Chen Xiaolan, Zhang Weiyi, Xu Pusheng, Zhao Ziwei, Zheng Yingfeng, Shi Danli, He Mingguang
School of Optometry, The Hong Kong Polytechnic University, Kowloon, Hong Kong, China.
State Key Laboratory of Ophthalmology, Zhongshan Ophthalmic Center, Sun Yat-sen University, Guangdong Provincial Key Laboratory of Ophthalmology and Visual Science, Guangdong Provincial Clinical Research Center for Ocular Diseases, Guangzhou, China.
NPJ Digit Med. 2024 May 3;7(1):111. doi: 10.1038/s41746-024-01101-z.
Fundus fluorescein angiography (FFA) is a crucial diagnostic tool for chorioretinal diseases, but its interpretation requires significant expertise and time. Prior studies have used Artificial Intelligence (AI)-based systems to assist FFA interpretation, but these systems lack user interaction and comprehensive evaluation by ophthalmologists. Here, we used large language models (LLMs) to develop an automated interpretation pipeline for both report generation and medical question-answering (QA) for FFA images. The pipeline comprises two parts: an image-text alignment module (Bootstrapping Language-Image Pre-training) for report generation and an LLM (Llama 2) for interactive QA. The model was developed using 654,343 FFA images with 9392 reports. It was evaluated both automatically, using language-based and classification-based metrics, and manually by three experienced ophthalmologists. The automatic evaluation of the generated reports demonstrated that the system can generate coherent and comprehensible free-text reports, achieving a BERTScore of 0.70 and F1 scores ranging from 0.64 to 0.82 for detecting top-5 retinal conditions.

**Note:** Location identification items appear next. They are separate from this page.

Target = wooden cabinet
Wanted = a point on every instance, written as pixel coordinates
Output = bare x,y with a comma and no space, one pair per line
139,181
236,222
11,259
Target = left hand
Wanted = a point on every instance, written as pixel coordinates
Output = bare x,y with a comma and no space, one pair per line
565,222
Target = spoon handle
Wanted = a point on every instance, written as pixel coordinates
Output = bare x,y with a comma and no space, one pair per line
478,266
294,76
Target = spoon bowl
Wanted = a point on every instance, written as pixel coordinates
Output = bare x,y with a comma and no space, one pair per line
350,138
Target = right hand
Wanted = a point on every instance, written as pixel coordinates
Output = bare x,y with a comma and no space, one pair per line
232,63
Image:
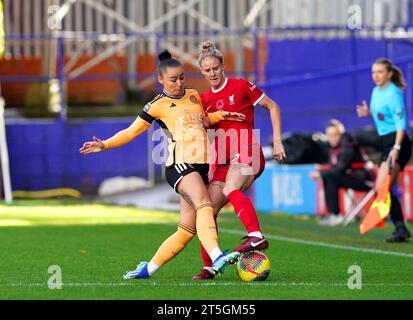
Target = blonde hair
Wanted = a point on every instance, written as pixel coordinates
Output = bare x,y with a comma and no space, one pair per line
337,124
208,49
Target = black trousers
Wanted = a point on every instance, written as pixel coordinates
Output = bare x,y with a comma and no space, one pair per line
333,182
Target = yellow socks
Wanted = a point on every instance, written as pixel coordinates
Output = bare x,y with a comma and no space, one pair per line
207,229
171,247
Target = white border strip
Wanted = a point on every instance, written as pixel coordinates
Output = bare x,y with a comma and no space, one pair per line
324,244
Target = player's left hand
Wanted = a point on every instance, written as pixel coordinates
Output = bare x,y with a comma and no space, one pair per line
233,116
279,152
92,146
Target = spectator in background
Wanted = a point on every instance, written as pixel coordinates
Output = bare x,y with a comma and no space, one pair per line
347,170
388,110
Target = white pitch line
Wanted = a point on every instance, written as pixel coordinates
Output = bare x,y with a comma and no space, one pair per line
203,284
325,244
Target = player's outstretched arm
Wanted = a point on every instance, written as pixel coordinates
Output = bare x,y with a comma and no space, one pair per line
275,114
119,139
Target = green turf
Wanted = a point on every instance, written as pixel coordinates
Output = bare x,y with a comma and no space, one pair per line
95,244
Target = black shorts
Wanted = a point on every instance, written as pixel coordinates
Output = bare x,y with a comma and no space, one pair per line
176,172
387,144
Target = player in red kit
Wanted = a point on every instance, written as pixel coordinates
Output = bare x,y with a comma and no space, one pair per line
238,158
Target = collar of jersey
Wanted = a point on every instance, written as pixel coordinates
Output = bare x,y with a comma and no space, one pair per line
220,88
174,97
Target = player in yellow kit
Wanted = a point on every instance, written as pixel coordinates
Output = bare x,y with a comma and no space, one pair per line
180,114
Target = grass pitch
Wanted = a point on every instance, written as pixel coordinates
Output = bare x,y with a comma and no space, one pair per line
95,244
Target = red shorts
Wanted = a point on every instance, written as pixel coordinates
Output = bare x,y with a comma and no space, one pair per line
218,172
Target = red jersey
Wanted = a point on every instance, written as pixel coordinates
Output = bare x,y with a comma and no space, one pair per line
235,95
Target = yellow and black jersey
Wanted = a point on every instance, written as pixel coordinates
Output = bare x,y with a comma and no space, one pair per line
181,119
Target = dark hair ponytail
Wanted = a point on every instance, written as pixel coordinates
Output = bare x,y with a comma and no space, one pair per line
166,61
397,75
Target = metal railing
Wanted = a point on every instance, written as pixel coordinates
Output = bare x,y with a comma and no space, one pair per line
123,16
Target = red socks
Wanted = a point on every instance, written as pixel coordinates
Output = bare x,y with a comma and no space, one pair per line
245,210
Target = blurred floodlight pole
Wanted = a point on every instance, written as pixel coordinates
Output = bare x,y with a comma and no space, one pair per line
4,156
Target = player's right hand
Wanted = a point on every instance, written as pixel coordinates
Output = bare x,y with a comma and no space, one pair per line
92,146
363,110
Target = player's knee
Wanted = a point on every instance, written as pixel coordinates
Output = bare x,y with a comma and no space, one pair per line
205,207
185,233
228,189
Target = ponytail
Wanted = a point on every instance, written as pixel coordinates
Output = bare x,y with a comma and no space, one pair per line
397,75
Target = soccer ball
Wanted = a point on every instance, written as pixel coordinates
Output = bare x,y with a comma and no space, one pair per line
253,266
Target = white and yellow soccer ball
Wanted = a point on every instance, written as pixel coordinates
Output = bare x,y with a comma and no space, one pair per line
253,266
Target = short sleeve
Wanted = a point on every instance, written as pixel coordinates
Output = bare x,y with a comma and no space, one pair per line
149,112
398,110
253,93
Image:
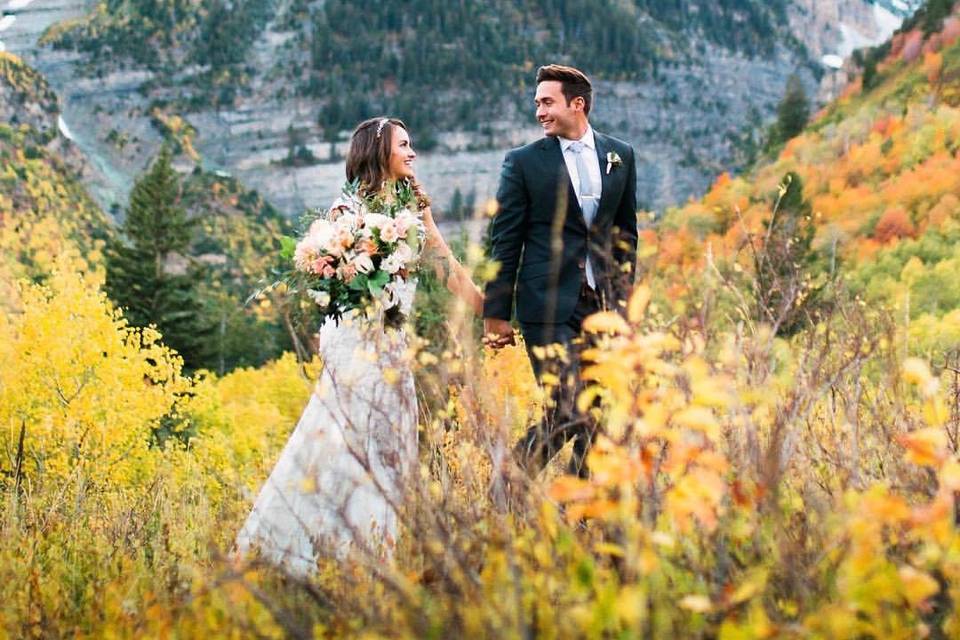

The manual evaluation revealed acceptable accuracy (68.3%, Kappa 0.746) and completeness (62.3%, Kappa 0.739) of the generated reports. The generated free-form answers were evaluated manually, with the majority meeting the ophthalmologists' criteria (error-free: 70.7%, complete: 84.0%, harmless: 93.7%, satisfied: 65.3%, Kappa: 0.762-0.834). This study introduces an innovative framework that combines multi-modal transformers and LLMs, enhancing ophthalmic image interpretation, and facilitating interactive communications during medical consultation.
眼底荧光血管造影(FFA)是诊断脉络膜视网膜疾病的重要工具,但其解读需要专业知识和时间。以往的研究使用基于人工智能(AI)的系统辅助FFA解读,但这些系统缺乏用户交互,也未经过眼科医生的全面评估。在此,我们使用大语言模型(LLMs)开发了一个自动解读流程,用于生成FFA图像的报告和进行医学问答(QA)。该流程包括两个部分:用于生成报告的图像-文本对齐模块(自训练语言-图像预训练)和用于交互式QA的大语言模型(Llama 2)。该模型使用654,343张FFA图像和9392份报告进行开发。我们使用基于语言和分类的指标对其进行自动评估,并由三位经验丰富的眼科医生进行人工评估。对生成报告的自动评估表明,该系统能够生成连贯且易懂的自由文本报告,在检测前5种视网膜疾病时,BERTScore达到0.70,F1分数在0.64至0.82之间。人工评估显示,生成报告的准确性(68.3%,Kappa 0.746)和完整性(62.3%,Kappa 0.739)可接受。对生成的自由形式答案进行人工评估,大多数答案符合眼科医生的标准(无错误:70.7%,完整:84.0%,无害:93.7%,满意:65.3%,Kappa:0.762 - 0.834)。本研究引入了一个创新框架,该框架结合了多模态变压器和大语言模型,增强了眼科图像解读能力,并在医疗咨询过程中促进了交互式沟通。